In 2017, the companies sued Spinrilla for copyright infringement, and a year later, they accused the streaming provider of infringing a total of 4,082 total works in an amended complaint.

“Spinrilla specialises in ripping off music creators by offering thousands of unlicensed sound recordings for free,” the RIAA said at the time.

The hip hop site responded by holding that Spinrilla had implemented an anti-piracy filter, Audible Magic, which had been approved by RIAA, to scan every audio file uploaded since December 2015. Consequently, it stated that it had succeeded in blocking more than 100,000 potentially infringing files that had been uploaded to Spinrilla.

Spinrilla also argued that the companies had failed to point to any actual infringing conduct that the streaming company itself had committed, holding that an internet service provider is not liable for the uploading of copyrighted material by its users.

In the lawsuit, the record companies also claimed that the streaming of sound recordings over the internet constitutes a public performance; and that in making the recordings available for streaming without a licence, Spinrilla had infringed their “exclusive right of performance”.

But Spinrilla countered by pointing to the 1995 Digital Millennium Copyright Act or “DMCA”, which it said granted companies the right to perform copyrighted sound recordings publicly by means of digital audio transmissions. The DMCA provides a limitation on liability for online service providers against claims of copyright infringement.

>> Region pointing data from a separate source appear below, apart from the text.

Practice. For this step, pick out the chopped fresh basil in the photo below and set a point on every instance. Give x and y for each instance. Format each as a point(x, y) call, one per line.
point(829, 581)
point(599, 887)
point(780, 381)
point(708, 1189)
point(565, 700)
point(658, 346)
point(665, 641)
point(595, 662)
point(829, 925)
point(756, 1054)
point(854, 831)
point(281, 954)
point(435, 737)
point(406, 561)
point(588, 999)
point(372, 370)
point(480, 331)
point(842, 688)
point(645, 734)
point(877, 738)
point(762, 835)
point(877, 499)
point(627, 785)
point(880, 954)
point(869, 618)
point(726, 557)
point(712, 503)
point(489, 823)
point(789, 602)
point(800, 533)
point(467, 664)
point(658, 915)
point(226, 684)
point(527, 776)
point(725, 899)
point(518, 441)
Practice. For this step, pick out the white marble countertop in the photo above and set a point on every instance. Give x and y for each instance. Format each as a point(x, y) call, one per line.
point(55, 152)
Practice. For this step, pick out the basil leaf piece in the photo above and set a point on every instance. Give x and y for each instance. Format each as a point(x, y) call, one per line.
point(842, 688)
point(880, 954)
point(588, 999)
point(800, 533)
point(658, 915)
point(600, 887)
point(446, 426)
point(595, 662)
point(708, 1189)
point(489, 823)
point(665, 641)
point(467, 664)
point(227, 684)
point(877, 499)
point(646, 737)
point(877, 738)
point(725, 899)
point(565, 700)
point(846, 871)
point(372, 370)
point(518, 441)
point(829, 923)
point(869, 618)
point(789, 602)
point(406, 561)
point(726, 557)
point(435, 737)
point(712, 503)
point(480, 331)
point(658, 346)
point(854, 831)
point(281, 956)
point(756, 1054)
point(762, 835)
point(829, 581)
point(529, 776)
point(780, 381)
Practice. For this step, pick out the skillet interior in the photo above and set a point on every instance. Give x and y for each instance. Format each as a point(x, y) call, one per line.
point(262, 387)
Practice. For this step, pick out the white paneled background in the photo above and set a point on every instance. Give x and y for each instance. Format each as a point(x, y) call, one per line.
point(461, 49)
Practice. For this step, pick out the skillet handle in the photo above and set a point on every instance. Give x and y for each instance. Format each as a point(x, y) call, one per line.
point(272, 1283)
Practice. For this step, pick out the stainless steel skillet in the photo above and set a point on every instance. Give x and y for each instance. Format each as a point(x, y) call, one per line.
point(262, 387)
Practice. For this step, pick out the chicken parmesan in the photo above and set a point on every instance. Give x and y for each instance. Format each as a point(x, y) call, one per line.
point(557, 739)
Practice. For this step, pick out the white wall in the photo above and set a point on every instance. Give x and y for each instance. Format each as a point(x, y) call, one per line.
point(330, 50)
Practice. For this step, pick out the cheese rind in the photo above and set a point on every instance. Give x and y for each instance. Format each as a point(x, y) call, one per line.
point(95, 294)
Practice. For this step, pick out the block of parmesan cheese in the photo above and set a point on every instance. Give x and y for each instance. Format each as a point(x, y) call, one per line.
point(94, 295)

This week, however, the court held that the DMCA “safe harbour” did not apply to Spinrilla’s actions. To qualify for the defence under the DMCA, the service provider must satisfy certain criteria regarding the storage and transfer of copyright infringing material, said the court. But it added that Spinrilla had failed to meet these requirements until 2017, five months after the lawsuit was filed.

The court stated that the undisputed facts “demonstrate that defendants did not satisfy all of the required elements to be eligible for the defence” until July 29, 2017, which is when it first met the necessary requirements by designating an agent with the US Copyright Office and adopting “a repeat infringer policy”.

In her ruling, Judge Amy Totenberg concluded that Spinrilla admitted that 4,082 copyrighted sound recordings that were the subject of the suit had been streamed at least once through its website or app.

She also added that there was no dispute that Spinrilla and its founder were aware that nine DJs had repeatedly infringed copyrights before July 2017, and had failed to terminate the user accounts of all but one of these DJs.

As a result, Spinrilla was held liable for directly infringing the copyrights of the 4,082 sound recordings that were listed in the complaint.

With the maximum statutory damages of $150,000 per work, this ruling opens the door to an award of more than $600 million dollars.